WASHINGTON — The Pension Benefit Guaranty Corporation will pay retirement benefits for nearly 8,000 current and future retirees who participated in the Avaya, Inc. Pension Plan for Salaries Employees.
Avaya filed for Chapter 11 protection last January and is emerging from bankruptcy. The company asked the bankruptcy court to allow it to end its salaried plan. That motion was granted, and termination of the pension plan went into effect on November 30, 2017, the date proposed by Avaya in notices sent to participants.

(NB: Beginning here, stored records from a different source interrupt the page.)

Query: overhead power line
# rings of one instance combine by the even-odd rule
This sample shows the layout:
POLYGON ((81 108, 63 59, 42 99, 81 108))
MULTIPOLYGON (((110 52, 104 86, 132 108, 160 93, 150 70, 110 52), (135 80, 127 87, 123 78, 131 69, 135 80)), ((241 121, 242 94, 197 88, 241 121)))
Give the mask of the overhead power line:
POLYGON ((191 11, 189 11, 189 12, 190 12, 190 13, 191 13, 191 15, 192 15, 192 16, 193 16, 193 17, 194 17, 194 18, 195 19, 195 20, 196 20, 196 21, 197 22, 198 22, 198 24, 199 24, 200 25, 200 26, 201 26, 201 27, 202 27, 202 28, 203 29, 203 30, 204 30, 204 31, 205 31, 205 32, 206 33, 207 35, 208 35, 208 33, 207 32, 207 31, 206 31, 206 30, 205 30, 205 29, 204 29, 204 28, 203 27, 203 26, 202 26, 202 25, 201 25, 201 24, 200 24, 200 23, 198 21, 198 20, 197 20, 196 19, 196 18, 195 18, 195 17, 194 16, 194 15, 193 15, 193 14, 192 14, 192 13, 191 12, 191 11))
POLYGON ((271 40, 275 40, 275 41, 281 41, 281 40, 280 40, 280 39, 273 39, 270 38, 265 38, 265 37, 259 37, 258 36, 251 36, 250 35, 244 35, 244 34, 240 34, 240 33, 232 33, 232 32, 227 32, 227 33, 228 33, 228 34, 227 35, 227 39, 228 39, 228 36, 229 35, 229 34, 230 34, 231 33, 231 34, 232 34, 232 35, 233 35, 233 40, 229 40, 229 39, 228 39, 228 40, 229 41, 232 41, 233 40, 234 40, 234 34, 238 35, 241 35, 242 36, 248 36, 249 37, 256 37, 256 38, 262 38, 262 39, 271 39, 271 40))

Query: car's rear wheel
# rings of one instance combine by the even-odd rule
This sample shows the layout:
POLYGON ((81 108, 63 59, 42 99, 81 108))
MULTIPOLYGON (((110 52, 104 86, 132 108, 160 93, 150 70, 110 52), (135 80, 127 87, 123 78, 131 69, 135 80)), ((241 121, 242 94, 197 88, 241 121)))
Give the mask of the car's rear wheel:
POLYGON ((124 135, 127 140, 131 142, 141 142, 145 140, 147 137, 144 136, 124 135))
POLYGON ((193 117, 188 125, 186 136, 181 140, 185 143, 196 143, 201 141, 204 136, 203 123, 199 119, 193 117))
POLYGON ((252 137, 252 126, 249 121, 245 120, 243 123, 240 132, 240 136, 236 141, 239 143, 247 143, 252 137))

The Avaya salaried plan is 63% funded, with plan assets of $1.6 billion and liabilities for future benefits of $2.5 billion, and thus is underfunded by $938 million. Benefit accruals under the plan have been frozen since 2003.
PBGC will pay pension benefits earned by retirees of Avaya’s salaried plan, up to the legal limits.
Retirees will continue to receive benefits without interruption, and future retirees can apply for benefits as soon as they are eligible.
A separate plan, the Avaya, Inc. Pension Plan, which covers nearly 7,000 participants, remains ongoing and is sponsored by the reorganized Avaya.
Retirees who will receive a benefit from PBGC may be eligible for the federal Health Coverage Tax Credit (HCTC), an IRS tax credit for health care insurance premiums. Visit PBGC's HCTC webpage, to view information on the tax credit.
Avaya, incorporated in 2000 when Lucent Technologies spun off its enterprise communications group, provides contact center and unified communications products and services worldwide. Avaya is headquartered in Santa Clara, California.
About PBGC
PBGC protects the pension benefits of nearly 40 million Americans in private-sector pension plans. The agency operates two separate insurance programs — one covering pension plans sponsored by a single employer and another covering multiemployer pension plans, which are sponsored by more than one employer and maintained under collective bargaining agreements. PBGC is currently responsible for the benefits of about 1.5 million people in failed pension plans. PBGC receives no taxpayer dollars. Its operations are financed by insurance premiums, investment income, and, for the single-employer program, assets and recoveries from failed single-employer plans. For more information, visit PBGC.gov.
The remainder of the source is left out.